First, the Douglas–Rachford splitting method is applied to unregularized OT. Through careful splitting design, we obtain an algorithm that combines favorable global convergence rates while being well-suited for GPU computations. Moreover, the approach avoids hyperparameters that often cause numerical instability in other OT methods, and is particularly well-suited for low-precision arithmetic, now ubiquitous in machine learning applications. The theoretical guarantees are complemented by numerical benchmarks, demonstrating that the algorithm is faster than the state-of-the-art on a range of problem instances.
Second, we extend this framework to handle a broad class of regularizers, including group lasso and quadratic regularization. The algorithm derived in the first work is readily adapted to this class, and we show that the analysis and the GPU implementation generalize to this setting. Additional tight local convergence guarantees are also added. Numerical experiments confirm the efficiency of the algorithm, achieving 10–100x faster computation times than the state-of-the-art for a wide range of problem instances.
Third, we introduce an asynchronous three-operator splitting scheme for trans- portation problems with nonlinear but differentiable costs, with the Gromov–Wasserstein problem as a special case. This algorithm removes synchronization bottlenecks by reusing gradients—a feature particularly useful when gradient evaluations dominate overall complexity. Its analysis extends classical operator-splitting theory to asynchronous settings in a novel manner, and these results are complemented by guarantees for the non-convex case. Applying the resulting algorithm to several real-world problems demonstrates that the method is highly efficient while yielding accurate solutions.

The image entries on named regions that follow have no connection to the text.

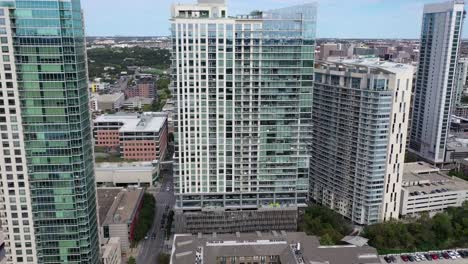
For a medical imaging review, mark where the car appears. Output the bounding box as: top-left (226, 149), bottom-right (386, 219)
top-left (458, 250), bottom-right (468, 258)
top-left (400, 255), bottom-right (409, 262)
top-left (447, 251), bottom-right (457, 259)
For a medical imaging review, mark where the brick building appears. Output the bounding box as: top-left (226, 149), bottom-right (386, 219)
top-left (125, 78), bottom-right (156, 99)
top-left (94, 112), bottom-right (168, 161)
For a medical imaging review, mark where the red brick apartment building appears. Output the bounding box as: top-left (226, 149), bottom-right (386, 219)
top-left (94, 112), bottom-right (168, 161)
top-left (125, 78), bottom-right (156, 99)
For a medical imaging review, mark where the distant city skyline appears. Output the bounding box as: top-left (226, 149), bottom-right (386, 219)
top-left (81, 0), bottom-right (468, 39)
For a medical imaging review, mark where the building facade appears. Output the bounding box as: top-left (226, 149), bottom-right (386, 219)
top-left (0, 0), bottom-right (100, 263)
top-left (97, 187), bottom-right (145, 253)
top-left (410, 0), bottom-right (464, 163)
top-left (400, 162), bottom-right (468, 216)
top-left (172, 0), bottom-right (316, 232)
top-left (452, 58), bottom-right (468, 108)
top-left (310, 59), bottom-right (414, 224)
top-left (93, 112), bottom-right (168, 161)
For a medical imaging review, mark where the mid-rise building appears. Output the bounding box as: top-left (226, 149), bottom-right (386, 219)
top-left (0, 0), bottom-right (100, 264)
top-left (320, 43), bottom-right (339, 60)
top-left (400, 162), bottom-right (468, 216)
top-left (410, 0), bottom-right (464, 163)
top-left (171, 230), bottom-right (381, 264)
top-left (310, 59), bottom-right (414, 224)
top-left (171, 0), bottom-right (316, 232)
top-left (97, 187), bottom-right (145, 253)
top-left (125, 78), bottom-right (156, 99)
top-left (90, 93), bottom-right (125, 112)
top-left (95, 161), bottom-right (160, 187)
top-left (93, 112), bottom-right (168, 161)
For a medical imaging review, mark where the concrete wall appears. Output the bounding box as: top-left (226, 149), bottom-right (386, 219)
top-left (96, 167), bottom-right (156, 186)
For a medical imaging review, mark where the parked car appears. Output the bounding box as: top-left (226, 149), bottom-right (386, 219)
top-left (442, 252), bottom-right (450, 259)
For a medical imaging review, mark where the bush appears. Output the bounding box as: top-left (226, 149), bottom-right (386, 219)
top-left (166, 210), bottom-right (174, 239)
top-left (300, 205), bottom-right (352, 245)
top-left (127, 257), bottom-right (136, 264)
top-left (158, 253), bottom-right (171, 264)
top-left (133, 193), bottom-right (156, 242)
top-left (363, 203), bottom-right (468, 254)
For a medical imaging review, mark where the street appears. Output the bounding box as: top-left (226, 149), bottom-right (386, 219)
top-left (137, 165), bottom-right (175, 264)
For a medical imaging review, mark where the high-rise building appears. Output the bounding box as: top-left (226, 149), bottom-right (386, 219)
top-left (410, 0), bottom-right (464, 163)
top-left (452, 58), bottom-right (468, 108)
top-left (310, 59), bottom-right (414, 224)
top-left (172, 0), bottom-right (316, 232)
top-left (0, 0), bottom-right (99, 264)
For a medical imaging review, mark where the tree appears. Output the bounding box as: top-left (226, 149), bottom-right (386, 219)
top-left (300, 205), bottom-right (351, 245)
top-left (320, 234), bottom-right (335, 246)
top-left (158, 253), bottom-right (171, 264)
top-left (127, 257), bottom-right (136, 264)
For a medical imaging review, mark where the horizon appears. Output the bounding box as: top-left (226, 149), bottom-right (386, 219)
top-left (81, 0), bottom-right (468, 39)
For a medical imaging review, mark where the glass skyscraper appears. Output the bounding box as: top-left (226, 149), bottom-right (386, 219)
top-left (0, 0), bottom-right (99, 263)
top-left (172, 0), bottom-right (316, 232)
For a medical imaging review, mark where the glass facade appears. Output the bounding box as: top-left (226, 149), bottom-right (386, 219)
top-left (172, 5), bottom-right (316, 210)
top-left (0, 0), bottom-right (99, 263)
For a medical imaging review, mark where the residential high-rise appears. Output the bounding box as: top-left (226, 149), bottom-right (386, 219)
top-left (0, 0), bottom-right (99, 264)
top-left (410, 0), bottom-right (464, 163)
top-left (310, 59), bottom-right (414, 224)
top-left (452, 58), bottom-right (468, 108)
top-left (172, 0), bottom-right (316, 232)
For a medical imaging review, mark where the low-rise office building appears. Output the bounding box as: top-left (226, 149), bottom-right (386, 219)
top-left (101, 237), bottom-right (122, 264)
top-left (94, 112), bottom-right (168, 161)
top-left (125, 78), bottom-right (156, 99)
top-left (123, 96), bottom-right (153, 110)
top-left (89, 93), bottom-right (125, 112)
top-left (171, 231), bottom-right (380, 264)
top-left (400, 162), bottom-right (468, 216)
top-left (94, 161), bottom-right (159, 187)
top-left (97, 188), bottom-right (144, 253)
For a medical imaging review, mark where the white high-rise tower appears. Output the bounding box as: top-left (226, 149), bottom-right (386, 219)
top-left (410, 1), bottom-right (464, 163)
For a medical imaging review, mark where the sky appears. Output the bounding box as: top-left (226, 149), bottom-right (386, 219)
top-left (81, 0), bottom-right (468, 38)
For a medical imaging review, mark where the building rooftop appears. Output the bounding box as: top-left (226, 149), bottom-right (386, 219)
top-left (171, 231), bottom-right (380, 264)
top-left (94, 112), bottom-right (167, 132)
top-left (102, 237), bottom-right (120, 259)
top-left (403, 162), bottom-right (468, 194)
top-left (124, 96), bottom-right (153, 104)
top-left (327, 58), bottom-right (415, 74)
top-left (95, 93), bottom-right (124, 103)
top-left (97, 188), bottom-right (144, 226)
top-left (95, 161), bottom-right (154, 171)
top-left (97, 188), bottom-right (119, 225)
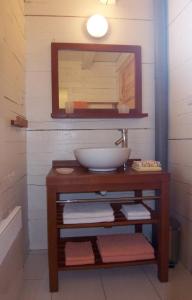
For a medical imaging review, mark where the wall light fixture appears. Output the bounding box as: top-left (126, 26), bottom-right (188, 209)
top-left (87, 14), bottom-right (109, 38)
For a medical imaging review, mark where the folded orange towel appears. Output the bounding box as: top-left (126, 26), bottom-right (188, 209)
top-left (101, 253), bottom-right (154, 263)
top-left (65, 242), bottom-right (95, 265)
top-left (97, 233), bottom-right (154, 257)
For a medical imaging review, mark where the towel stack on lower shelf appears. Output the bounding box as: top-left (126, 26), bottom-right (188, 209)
top-left (132, 160), bottom-right (162, 172)
top-left (65, 241), bottom-right (95, 266)
top-left (97, 233), bottom-right (154, 263)
top-left (121, 203), bottom-right (151, 220)
top-left (63, 203), bottom-right (114, 224)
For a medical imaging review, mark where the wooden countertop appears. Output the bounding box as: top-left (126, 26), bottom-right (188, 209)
top-left (46, 161), bottom-right (169, 191)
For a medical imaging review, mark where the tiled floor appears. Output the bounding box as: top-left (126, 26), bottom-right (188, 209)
top-left (21, 252), bottom-right (192, 300)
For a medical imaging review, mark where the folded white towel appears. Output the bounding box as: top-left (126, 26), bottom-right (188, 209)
top-left (63, 216), bottom-right (115, 224)
top-left (125, 215), bottom-right (151, 220)
top-left (63, 203), bottom-right (114, 219)
top-left (121, 203), bottom-right (150, 216)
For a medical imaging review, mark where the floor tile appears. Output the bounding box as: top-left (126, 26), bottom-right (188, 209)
top-left (52, 270), bottom-right (105, 300)
top-left (24, 251), bottom-right (48, 279)
top-left (143, 264), bottom-right (192, 300)
top-left (101, 267), bottom-right (160, 300)
top-left (20, 280), bottom-right (52, 300)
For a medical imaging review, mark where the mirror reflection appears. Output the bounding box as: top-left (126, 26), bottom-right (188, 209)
top-left (58, 49), bottom-right (136, 113)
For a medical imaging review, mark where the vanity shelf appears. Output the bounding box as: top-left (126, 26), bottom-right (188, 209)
top-left (57, 199), bottom-right (159, 229)
top-left (46, 161), bottom-right (169, 292)
top-left (58, 236), bottom-right (157, 271)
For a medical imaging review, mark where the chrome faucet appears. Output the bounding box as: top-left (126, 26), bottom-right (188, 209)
top-left (115, 128), bottom-right (128, 171)
top-left (115, 128), bottom-right (128, 148)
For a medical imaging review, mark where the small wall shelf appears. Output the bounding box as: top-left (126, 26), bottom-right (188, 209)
top-left (11, 116), bottom-right (28, 128)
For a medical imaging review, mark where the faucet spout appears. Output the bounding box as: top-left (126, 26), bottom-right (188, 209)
top-left (115, 128), bottom-right (128, 171)
top-left (115, 128), bottom-right (128, 148)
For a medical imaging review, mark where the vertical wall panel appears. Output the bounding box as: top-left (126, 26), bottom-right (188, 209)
top-left (0, 0), bottom-right (28, 300)
top-left (168, 0), bottom-right (192, 271)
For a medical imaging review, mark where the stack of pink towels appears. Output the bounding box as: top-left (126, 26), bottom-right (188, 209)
top-left (65, 242), bottom-right (95, 266)
top-left (97, 233), bottom-right (154, 263)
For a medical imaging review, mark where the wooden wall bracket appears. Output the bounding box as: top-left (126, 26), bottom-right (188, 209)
top-left (11, 116), bottom-right (28, 128)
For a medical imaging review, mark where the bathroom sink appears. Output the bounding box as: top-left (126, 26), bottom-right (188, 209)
top-left (74, 147), bottom-right (131, 172)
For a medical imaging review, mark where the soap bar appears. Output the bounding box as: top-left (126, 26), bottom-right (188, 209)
top-left (56, 168), bottom-right (74, 175)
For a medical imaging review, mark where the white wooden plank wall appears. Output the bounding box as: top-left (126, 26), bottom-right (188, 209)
top-left (169, 0), bottom-right (192, 271)
top-left (25, 0), bottom-right (154, 249)
top-left (0, 0), bottom-right (28, 300)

Finally, we develop additional local convergence guarantees that account for the sparsity structure of OT solutions. Under mild assumptions, the algorithm identifies the correct sparsity pattern in finitely many iterations, after which faster linear convergence dominates. Moreover, we relate the local rate to graph-theoretical properties of the solution. This analysis not only refines the theoretical understanding of splitting methods for OT but also suggests principled strategies for stepsize tuning.
Taken together, these contributions advance the theoretical understanding of splitting methods for optimal transport, while improving their practical usability, enabling their application to a variety of OT problems at greater scales.